Free speech is integral to good art

Published: 3 July 2024

The Royal Society of Literature no longer seems to be interested in free speech – which should be its touchstone. Like the Society of Authors, which lost many members in consequence, it was swept up by the same grey, threatening, censorious, self-righteous, puritan ideology known to its disciples as equality, diversity and inclusion and to its critics as wokery.

In 1820, King George IV, who had many deficiencies, but was clever and cultured, set up the Royal Society of Literature to “reward literary merit and excite literary talent”, and since then it’s chugged along, devoting itself to “the advancement of literature”. The criterion for being elected to its distinguished fellowship was to have produced two substantial literary works of “outstanding” merit.

I still remember the ecstatic reaction of my dear friend the novelist Jill Neville when she was elected in 1995. This acknowledgement by her peers validated all those years of labour for small financial rewards. It brought serious kudos.
Latterly, under the council chaired by the energetic novelist and free speech campaigner, Lisa Appignanesi, and successive presidents – the fine travel writer Colin Thubron and the multi-talented Dame Marina Warner, the first woman in that role – the Royal Society began a successful drive to rejuvenate itself through its ”40 under 40” scheme.

But after the poet Daljit Nagra succeeded Appignanesi as chair of a more diverse council, and Bernardine Evaristo, the Booker Prize winner and campaigner for inclusion of “writers and artists of colour” became the first black president, the pace of change became a gallop.

In August 2022, Appignanesi says that she and a group “including the former president, chairs and fellows” suggested after the attempted murder of Salman Rushdie that the Society have an evening of readings in his support, but was told that it was not a political organisation and therefore had to remain “impartial”. The direction of travel of the organisation further became clear when, in July 2023, it announced an “unprecedented change” to the election process for new fellows, along with many new appointments. The requirement to maintain standards seemed to vanish.
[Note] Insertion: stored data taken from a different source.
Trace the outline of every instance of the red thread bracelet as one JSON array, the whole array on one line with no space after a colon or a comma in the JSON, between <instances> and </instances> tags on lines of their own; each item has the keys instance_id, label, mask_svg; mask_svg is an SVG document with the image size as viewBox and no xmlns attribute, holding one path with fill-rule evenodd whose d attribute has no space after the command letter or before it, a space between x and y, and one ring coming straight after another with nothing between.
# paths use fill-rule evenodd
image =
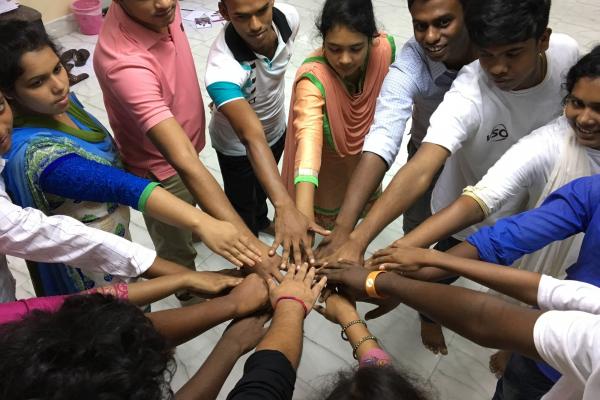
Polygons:
<instances>
[{"instance_id":1,"label":"red thread bracelet","mask_svg":"<svg viewBox=\"0 0 600 400\"><path fill-rule=\"evenodd\" d=\"M300 303L302 305L302 308L304 308L304 318L306 318L306 316L308 315L308 307L306 307L306 303L304 303L304 301L300 300L299 298L297 298L295 296L281 296L275 302L275 307L277 307L277 304L279 304L279 302L281 300L294 300L294 301Z\"/></svg>"}]
</instances>

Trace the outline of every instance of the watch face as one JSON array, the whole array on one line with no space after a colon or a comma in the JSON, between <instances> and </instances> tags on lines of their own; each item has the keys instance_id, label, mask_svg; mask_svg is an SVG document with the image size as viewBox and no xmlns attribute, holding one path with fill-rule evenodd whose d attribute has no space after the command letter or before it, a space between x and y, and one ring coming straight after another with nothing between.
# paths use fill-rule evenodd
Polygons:
<instances>
[{"instance_id":1,"label":"watch face","mask_svg":"<svg viewBox=\"0 0 600 400\"><path fill-rule=\"evenodd\" d=\"M373 278L367 279L367 286L371 287L371 286L373 286L374 283L375 282L373 281Z\"/></svg>"}]
</instances>

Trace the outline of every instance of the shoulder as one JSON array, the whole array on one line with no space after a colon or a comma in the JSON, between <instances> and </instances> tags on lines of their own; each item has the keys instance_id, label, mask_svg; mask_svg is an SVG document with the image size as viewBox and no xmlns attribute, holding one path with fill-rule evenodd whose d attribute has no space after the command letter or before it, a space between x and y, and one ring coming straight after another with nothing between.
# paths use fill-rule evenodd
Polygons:
<instances>
[{"instance_id":1,"label":"shoulder","mask_svg":"<svg viewBox=\"0 0 600 400\"><path fill-rule=\"evenodd\" d=\"M553 62L571 67L579 59L579 44L569 35L553 33L550 36L548 55Z\"/></svg>"}]
</instances>

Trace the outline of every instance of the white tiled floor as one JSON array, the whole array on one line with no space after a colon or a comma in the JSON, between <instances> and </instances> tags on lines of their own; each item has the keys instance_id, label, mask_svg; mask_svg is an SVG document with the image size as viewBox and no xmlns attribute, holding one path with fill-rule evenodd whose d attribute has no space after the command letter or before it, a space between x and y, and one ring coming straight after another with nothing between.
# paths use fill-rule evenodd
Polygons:
<instances>
[{"instance_id":1,"label":"white tiled floor","mask_svg":"<svg viewBox=\"0 0 600 400\"><path fill-rule=\"evenodd\" d=\"M319 40L314 29L316 13L322 6L322 0L288 0L295 5L302 18L302 27L295 46L295 55L292 58L286 82L289 85L294 76L294 70L300 65L303 58L316 46ZM374 0L375 14L378 18L380 29L396 36L397 43L401 44L412 35L410 15L403 0ZM183 8L193 8L200 5L216 10L216 0L182 0ZM583 50L588 51L598 43L598 24L600 23L600 3L597 0L555 0L551 14L550 27L555 32L564 32L577 39ZM196 59L198 75L203 81L206 56L219 26L211 29L196 30L187 26L190 45ZM96 37L72 33L58 38L65 49L88 48L93 50ZM93 71L88 62L86 67L76 69L75 72L88 72L92 75L73 88L87 109L108 126L108 119L102 102L102 94L98 82L93 76ZM134 88L132 88L134 89ZM205 104L209 103L204 88ZM288 100L289 101L289 100ZM208 110L207 112L208 117ZM207 139L210 139L207 135ZM202 161L210 168L219 182L222 183L221 174L214 150L207 145L200 154ZM403 162L402 157L387 173L384 183L387 184L393 174ZM132 235L136 242L152 247L152 242L146 231L143 219L138 212L132 214ZM386 229L371 245L370 251L381 248L402 235L401 221L396 221ZM269 240L264 237L264 240ZM198 246L196 260L199 269L213 270L229 267L228 263L220 256L212 254L204 245ZM29 281L24 263L14 258L9 259L11 268L17 278L17 296L19 298L33 296L31 282ZM477 288L470 282L462 282L472 288ZM154 309L177 307L179 303L170 297L154 306ZM362 312L369 306L359 305ZM388 315L370 322L373 334L381 338L383 345L395 358L397 365L410 371L441 399L478 400L491 397L495 385L495 378L488 372L488 357L492 353L489 349L481 348L468 340L446 332L449 344L448 356L434 356L426 351L419 338L419 323L414 311L406 306L400 306ZM191 376L206 358L213 345L217 342L224 326L206 332L199 338L180 346L177 350L177 374L173 380L173 387L177 389ZM219 398L225 394L241 376L242 359L227 380ZM315 398L317 391L322 389L324 382L331 374L340 368L349 368L354 365L348 344L342 342L339 330L330 322L316 313L312 313L306 321L304 341L304 354L298 371L298 382L294 398Z\"/></svg>"}]
</instances>

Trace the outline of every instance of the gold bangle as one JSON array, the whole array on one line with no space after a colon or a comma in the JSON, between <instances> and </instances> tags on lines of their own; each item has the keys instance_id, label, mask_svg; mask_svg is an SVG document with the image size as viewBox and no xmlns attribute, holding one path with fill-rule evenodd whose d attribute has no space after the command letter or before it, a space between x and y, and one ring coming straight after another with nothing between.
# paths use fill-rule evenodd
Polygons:
<instances>
[{"instance_id":1,"label":"gold bangle","mask_svg":"<svg viewBox=\"0 0 600 400\"><path fill-rule=\"evenodd\" d=\"M383 274L385 271L373 271L367 275L367 279L365 280L365 291L369 297L374 299L385 299L385 297L380 296L375 289L375 279L379 274Z\"/></svg>"},{"instance_id":2,"label":"gold bangle","mask_svg":"<svg viewBox=\"0 0 600 400\"><path fill-rule=\"evenodd\" d=\"M342 339L348 341L348 335L346 335L346 329L350 328L352 325L363 324L365 328L367 327L367 323L362 319L355 319L353 321L348 322L345 325L342 325Z\"/></svg>"},{"instance_id":3,"label":"gold bangle","mask_svg":"<svg viewBox=\"0 0 600 400\"><path fill-rule=\"evenodd\" d=\"M369 336L364 336L363 338L361 338L358 343L356 343L353 347L352 347L352 357L354 357L355 360L358 360L358 357L356 356L356 350L358 350L358 348L360 347L361 344L363 344L364 342L366 342L367 340L374 340L375 342L379 343L379 341L377 340L377 338L373 335L369 335Z\"/></svg>"}]
</instances>

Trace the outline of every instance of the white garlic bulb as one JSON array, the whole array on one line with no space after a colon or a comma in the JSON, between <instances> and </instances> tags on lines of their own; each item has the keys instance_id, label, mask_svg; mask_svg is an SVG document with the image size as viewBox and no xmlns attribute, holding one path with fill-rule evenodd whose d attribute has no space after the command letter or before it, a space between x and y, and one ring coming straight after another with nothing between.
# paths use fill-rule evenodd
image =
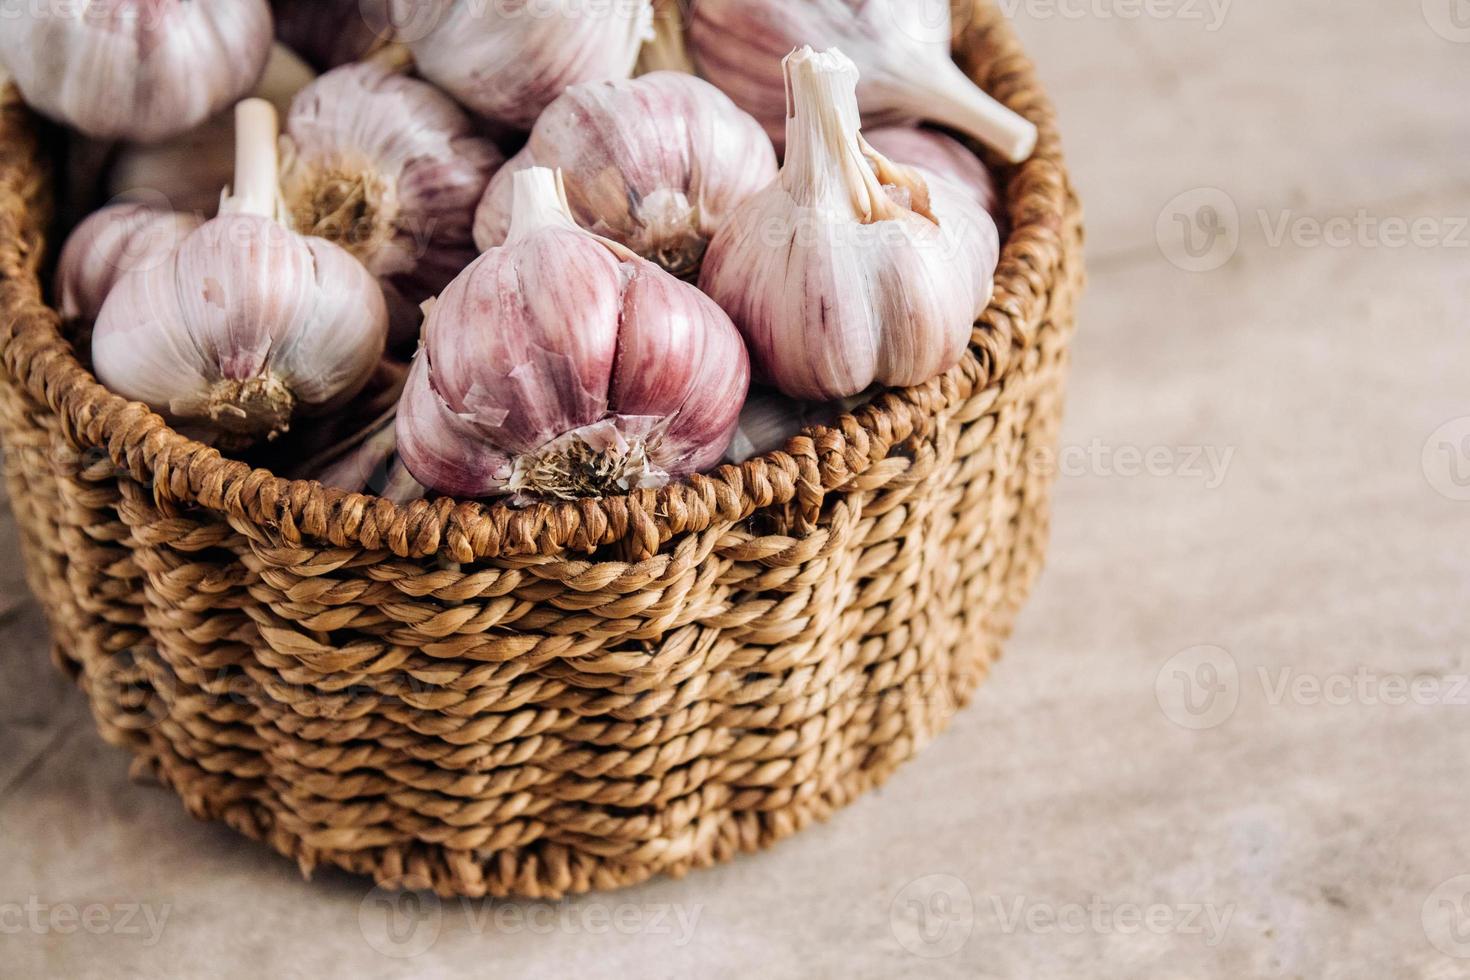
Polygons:
<instances>
[{"instance_id":1,"label":"white garlic bulb","mask_svg":"<svg viewBox=\"0 0 1470 980\"><path fill-rule=\"evenodd\" d=\"M124 274L164 261L203 219L147 204L110 204L73 229L56 266L56 299L69 321L97 318Z\"/></svg>"},{"instance_id":2,"label":"white garlic bulb","mask_svg":"<svg viewBox=\"0 0 1470 980\"><path fill-rule=\"evenodd\" d=\"M155 142L260 77L266 0L31 3L3 16L0 62L43 115L98 139Z\"/></svg>"},{"instance_id":3,"label":"white garlic bulb","mask_svg":"<svg viewBox=\"0 0 1470 980\"><path fill-rule=\"evenodd\" d=\"M995 222L867 145L841 52L784 64L781 176L715 236L700 287L740 328L757 378L793 398L928 381L959 361L989 302Z\"/></svg>"},{"instance_id":4,"label":"white garlic bulb","mask_svg":"<svg viewBox=\"0 0 1470 980\"><path fill-rule=\"evenodd\" d=\"M472 111L530 129L579 82L627 78L651 0L392 0L418 72Z\"/></svg>"},{"instance_id":5,"label":"white garlic bulb","mask_svg":"<svg viewBox=\"0 0 1470 980\"><path fill-rule=\"evenodd\" d=\"M92 340L108 388L223 449L271 439L350 399L383 354L383 294L362 265L289 231L276 188L275 112L237 109L239 162L220 216L167 260L130 272Z\"/></svg>"},{"instance_id":6,"label":"white garlic bulb","mask_svg":"<svg viewBox=\"0 0 1470 980\"><path fill-rule=\"evenodd\" d=\"M582 227L690 276L730 212L775 179L776 151L759 123L693 75L574 85L491 180L475 215L480 248L505 241L515 174L531 167L561 170Z\"/></svg>"},{"instance_id":7,"label":"white garlic bulb","mask_svg":"<svg viewBox=\"0 0 1470 980\"><path fill-rule=\"evenodd\" d=\"M296 6L306 6L293 0ZM265 99L285 115L291 99L316 78L316 73L283 44L271 47L265 74L251 95ZM158 193L169 207L213 217L219 191L235 170L234 107L217 113L200 126L161 143L131 143L119 149L107 174L108 193L136 197Z\"/></svg>"},{"instance_id":8,"label":"white garlic bulb","mask_svg":"<svg viewBox=\"0 0 1470 980\"><path fill-rule=\"evenodd\" d=\"M773 140L786 124L781 56L799 45L840 48L862 73L869 125L926 119L1018 163L1036 127L983 92L950 60L948 0L699 0L689 45L699 73L759 119Z\"/></svg>"},{"instance_id":9,"label":"white garlic bulb","mask_svg":"<svg viewBox=\"0 0 1470 980\"><path fill-rule=\"evenodd\" d=\"M658 487L719 462L750 385L713 301L572 221L555 173L515 177L505 245L435 301L398 451L461 497Z\"/></svg>"},{"instance_id":10,"label":"white garlic bulb","mask_svg":"<svg viewBox=\"0 0 1470 980\"><path fill-rule=\"evenodd\" d=\"M367 266L389 294L393 343L412 340L418 305L479 254L475 207L500 150L434 86L370 62L302 89L281 146L296 230Z\"/></svg>"},{"instance_id":11,"label":"white garlic bulb","mask_svg":"<svg viewBox=\"0 0 1470 980\"><path fill-rule=\"evenodd\" d=\"M894 163L916 167L926 177L947 180L995 217L1000 207L995 178L965 144L932 129L883 126L863 130L868 145Z\"/></svg>"}]
</instances>

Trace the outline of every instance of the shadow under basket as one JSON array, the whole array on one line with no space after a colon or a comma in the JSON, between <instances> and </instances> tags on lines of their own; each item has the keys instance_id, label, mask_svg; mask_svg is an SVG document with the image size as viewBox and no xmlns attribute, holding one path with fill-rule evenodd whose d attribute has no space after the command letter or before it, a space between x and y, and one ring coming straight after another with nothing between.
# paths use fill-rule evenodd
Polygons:
<instances>
[{"instance_id":1,"label":"shadow under basket","mask_svg":"<svg viewBox=\"0 0 1470 980\"><path fill-rule=\"evenodd\" d=\"M294 858L553 897L729 859L878 785L985 676L1042 563L1081 218L974 5L956 59L1041 130L963 363L783 452L515 510L280 479L109 394L44 302L52 161L0 96L0 427L57 663L142 775Z\"/></svg>"}]
</instances>

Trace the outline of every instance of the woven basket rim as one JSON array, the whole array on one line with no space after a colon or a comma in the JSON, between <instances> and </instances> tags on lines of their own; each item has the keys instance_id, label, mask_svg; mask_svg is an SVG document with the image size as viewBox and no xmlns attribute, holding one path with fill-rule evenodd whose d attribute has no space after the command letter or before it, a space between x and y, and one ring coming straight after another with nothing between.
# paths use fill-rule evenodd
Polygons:
<instances>
[{"instance_id":1,"label":"woven basket rim","mask_svg":"<svg viewBox=\"0 0 1470 980\"><path fill-rule=\"evenodd\" d=\"M906 389L888 389L829 425L809 427L783 450L695 475L659 490L515 508L503 501L436 498L406 505L288 480L222 456L174 431L145 405L104 388L78 360L46 306L39 279L48 177L37 120L13 84L0 90L0 349L5 369L61 417L77 445L151 485L160 505L198 505L289 543L386 550L402 558L456 562L591 553L622 542L646 560L676 535L697 534L772 507L813 519L828 491L849 483L937 415L1014 369L1033 341L1046 284L1062 261L1071 199L1055 114L1010 24L990 0L957 24L955 60L977 83L1039 130L1032 157L1009 168L1004 206L1010 233L995 293L960 364ZM1000 37L992 36L1000 32ZM980 63L983 62L983 63ZM977 64L978 63L978 64ZM992 161L994 162L994 161Z\"/></svg>"}]
</instances>

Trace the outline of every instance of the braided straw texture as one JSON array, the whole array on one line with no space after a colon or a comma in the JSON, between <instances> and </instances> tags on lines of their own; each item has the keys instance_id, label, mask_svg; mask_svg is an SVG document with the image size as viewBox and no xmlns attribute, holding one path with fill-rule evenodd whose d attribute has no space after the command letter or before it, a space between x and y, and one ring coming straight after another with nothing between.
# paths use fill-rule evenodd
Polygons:
<instances>
[{"instance_id":1,"label":"braided straw texture","mask_svg":"<svg viewBox=\"0 0 1470 980\"><path fill-rule=\"evenodd\" d=\"M1041 127L964 362L661 491L407 507L221 458L101 388L42 298L49 163L0 99L0 431L55 658L199 818L443 895L762 847L968 700L1045 547L1081 220L990 3L957 58Z\"/></svg>"}]
</instances>

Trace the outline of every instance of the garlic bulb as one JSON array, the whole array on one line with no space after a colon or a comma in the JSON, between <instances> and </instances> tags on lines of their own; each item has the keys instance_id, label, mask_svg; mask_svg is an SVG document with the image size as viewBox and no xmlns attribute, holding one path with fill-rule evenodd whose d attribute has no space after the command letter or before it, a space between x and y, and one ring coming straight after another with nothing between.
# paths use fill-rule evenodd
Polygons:
<instances>
[{"instance_id":1,"label":"garlic bulb","mask_svg":"<svg viewBox=\"0 0 1470 980\"><path fill-rule=\"evenodd\" d=\"M693 75L575 85L536 121L475 215L482 249L505 241L515 175L559 168L572 216L676 276L699 271L730 212L776 177L757 123Z\"/></svg>"},{"instance_id":2,"label":"garlic bulb","mask_svg":"<svg viewBox=\"0 0 1470 980\"><path fill-rule=\"evenodd\" d=\"M392 0L418 72L472 111L530 129L569 86L627 78L651 0Z\"/></svg>"},{"instance_id":3,"label":"garlic bulb","mask_svg":"<svg viewBox=\"0 0 1470 980\"><path fill-rule=\"evenodd\" d=\"M361 61L393 39L388 0L271 0L276 37L318 71Z\"/></svg>"},{"instance_id":4,"label":"garlic bulb","mask_svg":"<svg viewBox=\"0 0 1470 980\"><path fill-rule=\"evenodd\" d=\"M1036 146L1036 127L950 60L951 28L947 0L699 0L689 45L699 73L773 140L786 122L781 56L805 44L840 48L856 62L864 122L927 119L1019 163Z\"/></svg>"},{"instance_id":5,"label":"garlic bulb","mask_svg":"<svg viewBox=\"0 0 1470 980\"><path fill-rule=\"evenodd\" d=\"M92 340L103 384L224 449L350 399L388 326L382 291L356 259L279 222L275 111L260 100L236 111L236 182L220 216L125 275Z\"/></svg>"},{"instance_id":6,"label":"garlic bulb","mask_svg":"<svg viewBox=\"0 0 1470 980\"><path fill-rule=\"evenodd\" d=\"M907 167L916 167L926 177L947 180L962 189L980 207L995 216L1000 206L995 179L975 154L952 137L932 129L885 126L863 130L863 138L879 153Z\"/></svg>"},{"instance_id":7,"label":"garlic bulb","mask_svg":"<svg viewBox=\"0 0 1470 980\"><path fill-rule=\"evenodd\" d=\"M306 62L285 45L276 44L251 94L284 115L291 108L291 99L314 78L316 73ZM122 147L107 175L108 193L114 197L136 197L140 191L161 193L175 210L213 217L219 208L219 190L230 182L234 170L235 113L231 109L161 143Z\"/></svg>"},{"instance_id":8,"label":"garlic bulb","mask_svg":"<svg viewBox=\"0 0 1470 980\"><path fill-rule=\"evenodd\" d=\"M37 111L99 139L154 142L248 92L271 46L266 0L31 3L0 62Z\"/></svg>"},{"instance_id":9,"label":"garlic bulb","mask_svg":"<svg viewBox=\"0 0 1470 980\"><path fill-rule=\"evenodd\" d=\"M475 206L505 158L447 95L376 63L304 88L281 140L281 192L295 227L356 256L390 294L393 343L418 304L479 255Z\"/></svg>"},{"instance_id":10,"label":"garlic bulb","mask_svg":"<svg viewBox=\"0 0 1470 980\"><path fill-rule=\"evenodd\" d=\"M578 228L545 168L515 177L505 245L435 301L398 406L398 450L461 497L658 487L720 459L750 385L699 290Z\"/></svg>"},{"instance_id":11,"label":"garlic bulb","mask_svg":"<svg viewBox=\"0 0 1470 980\"><path fill-rule=\"evenodd\" d=\"M164 262L203 219L147 204L110 204L72 231L56 266L56 298L69 321L97 318L127 272Z\"/></svg>"},{"instance_id":12,"label":"garlic bulb","mask_svg":"<svg viewBox=\"0 0 1470 980\"><path fill-rule=\"evenodd\" d=\"M995 222L867 145L841 52L784 64L781 176L715 236L700 287L745 335L757 377L793 398L921 384L958 362L990 299Z\"/></svg>"}]
</instances>

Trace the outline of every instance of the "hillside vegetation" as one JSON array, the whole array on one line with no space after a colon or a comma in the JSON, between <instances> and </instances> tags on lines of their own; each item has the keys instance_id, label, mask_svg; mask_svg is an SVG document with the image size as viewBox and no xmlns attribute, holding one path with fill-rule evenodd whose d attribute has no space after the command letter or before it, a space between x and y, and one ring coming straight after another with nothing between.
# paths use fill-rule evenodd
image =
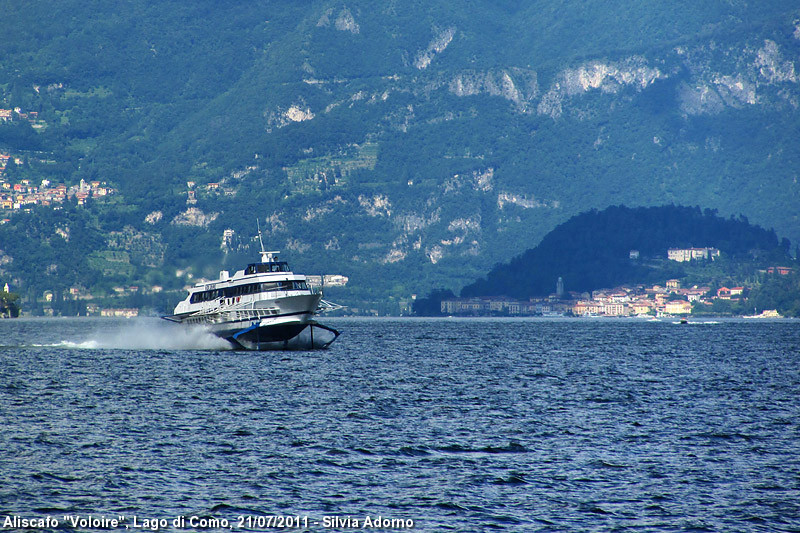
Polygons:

There has been an almighty uproar, which is why the Society’s council has referred itself to the Charity Commission and presumably why the home page now says: “The RSL upholds freedom of expression and Article 19 of the Universal Declaration of Human Rights”.

But it speaks to a wider crisis within the publishing world, which is being reshaped in the image of publishers’ inexperienced, woke staff. They hardly seem to care that “inclusive” literature can often be far less popular among readers than the pale, male and stale writers they are desperate no longer to publish.

I looked up the reactions of writers in 1989 when Ayatollah Khomeini issued his fatwa against Rushdie. The brilliant but nasty Roald Dahl said: “[Rushdie] knew exactly what he was doing and cannot plead otherwise. This kind of sensationalism does indeed get an indifferent book on to the top of the bestseller list – but to my mind it is a cheap way of doing it”.

It gave me a good laugh when recalling that Dahl’s own work has been heavily rewritten by sensitivity readers.